Все, кто был на дороге, или бросились в поле, или прибавили газу, пытаясь уйти. Сейчас же, когда истребители улетели, все возвращались к дороге. Поставив пулемёты на стопор, я снова стал наблюдать за небом. Лейтенант, проводив немцев взглядом, приказал продолжить движение, а водители ведь даже двигатели не заглушили.

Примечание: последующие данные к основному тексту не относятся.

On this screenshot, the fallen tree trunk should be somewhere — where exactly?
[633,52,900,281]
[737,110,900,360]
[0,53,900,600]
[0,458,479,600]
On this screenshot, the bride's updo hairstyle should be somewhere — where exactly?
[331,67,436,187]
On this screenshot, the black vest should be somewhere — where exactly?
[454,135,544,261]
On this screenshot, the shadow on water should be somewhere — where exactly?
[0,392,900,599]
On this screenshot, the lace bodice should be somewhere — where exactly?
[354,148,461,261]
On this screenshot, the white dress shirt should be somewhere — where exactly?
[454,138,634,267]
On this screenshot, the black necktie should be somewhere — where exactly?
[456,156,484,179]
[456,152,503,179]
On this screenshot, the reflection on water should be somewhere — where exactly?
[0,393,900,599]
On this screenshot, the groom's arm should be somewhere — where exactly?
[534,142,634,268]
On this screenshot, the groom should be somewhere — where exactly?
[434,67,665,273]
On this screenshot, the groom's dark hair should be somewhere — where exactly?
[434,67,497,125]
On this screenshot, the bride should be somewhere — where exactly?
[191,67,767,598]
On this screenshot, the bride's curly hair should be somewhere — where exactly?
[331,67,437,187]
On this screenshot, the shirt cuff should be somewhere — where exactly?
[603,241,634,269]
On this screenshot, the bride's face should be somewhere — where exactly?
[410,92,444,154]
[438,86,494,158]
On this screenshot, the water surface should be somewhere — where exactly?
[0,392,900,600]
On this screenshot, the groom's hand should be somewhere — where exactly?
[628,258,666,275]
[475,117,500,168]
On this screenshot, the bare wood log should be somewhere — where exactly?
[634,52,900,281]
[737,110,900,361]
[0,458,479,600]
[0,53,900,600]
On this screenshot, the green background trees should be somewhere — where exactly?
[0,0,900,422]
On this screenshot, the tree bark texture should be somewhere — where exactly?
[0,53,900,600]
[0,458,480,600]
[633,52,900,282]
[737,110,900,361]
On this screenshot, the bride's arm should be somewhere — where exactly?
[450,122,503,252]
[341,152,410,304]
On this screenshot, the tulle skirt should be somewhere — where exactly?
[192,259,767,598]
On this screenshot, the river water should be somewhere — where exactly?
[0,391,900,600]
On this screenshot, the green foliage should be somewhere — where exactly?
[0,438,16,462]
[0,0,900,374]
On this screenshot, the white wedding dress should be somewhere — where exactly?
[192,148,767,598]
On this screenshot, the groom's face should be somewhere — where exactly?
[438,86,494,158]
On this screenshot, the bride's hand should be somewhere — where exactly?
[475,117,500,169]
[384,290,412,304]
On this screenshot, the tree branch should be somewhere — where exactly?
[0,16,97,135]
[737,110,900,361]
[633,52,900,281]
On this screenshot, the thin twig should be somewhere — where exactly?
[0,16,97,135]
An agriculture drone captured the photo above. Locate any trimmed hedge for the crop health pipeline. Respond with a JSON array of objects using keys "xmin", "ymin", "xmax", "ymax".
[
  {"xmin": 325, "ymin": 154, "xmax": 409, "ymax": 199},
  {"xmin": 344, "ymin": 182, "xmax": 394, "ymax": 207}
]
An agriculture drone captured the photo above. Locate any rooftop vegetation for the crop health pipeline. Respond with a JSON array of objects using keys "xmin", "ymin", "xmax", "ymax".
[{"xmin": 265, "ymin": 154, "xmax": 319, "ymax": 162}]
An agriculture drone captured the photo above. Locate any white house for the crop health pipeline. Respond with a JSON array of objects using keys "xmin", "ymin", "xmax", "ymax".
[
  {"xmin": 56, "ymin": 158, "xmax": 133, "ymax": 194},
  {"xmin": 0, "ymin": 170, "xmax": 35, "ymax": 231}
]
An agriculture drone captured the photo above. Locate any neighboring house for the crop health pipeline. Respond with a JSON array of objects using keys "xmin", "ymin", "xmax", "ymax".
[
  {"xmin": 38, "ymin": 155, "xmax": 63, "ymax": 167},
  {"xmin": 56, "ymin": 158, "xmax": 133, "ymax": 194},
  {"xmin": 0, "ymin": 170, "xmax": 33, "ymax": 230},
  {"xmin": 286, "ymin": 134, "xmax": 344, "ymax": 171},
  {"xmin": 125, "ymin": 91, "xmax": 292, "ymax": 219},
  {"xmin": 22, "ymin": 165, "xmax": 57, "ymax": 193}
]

Оказалось, наша цель находилась километрах в пяти от Кобрина, ею являлся явно старинный мост через речку. Тут уже побывали немцы, в смысле, была бомбёжка, и единственная зенитка приказала долго жить, вот нас и направили на усиление. Гусаров стал спорить с начальником охраны моста, который требовал поставить зенитки поближе, чтобы они мост и от пехотной атаки прикрывали, а лейтенант говорил, что рядом с мостом зенитки ставить неправильно, их нужно разнести, поставить метрах в двухстах от моста по разным сторонам дороги, в таком случае зона охвата будет больше. И пока они спорили, командиры расчётов дошли до уничтоженной зенитки и, вернувшись, сообщили, что это был шведский «Бофорс», видимо, трофей с финской, те такие же установки использовали. А может, наши закупки делали? Тут точно не скажешь, но к нам в училище их не привозили, по учебникам изучали. А вообще наши тридцатисемимиллиметровые зенитки сделаны как раз по этим «Бофорсам». Слизали наши конструкцию.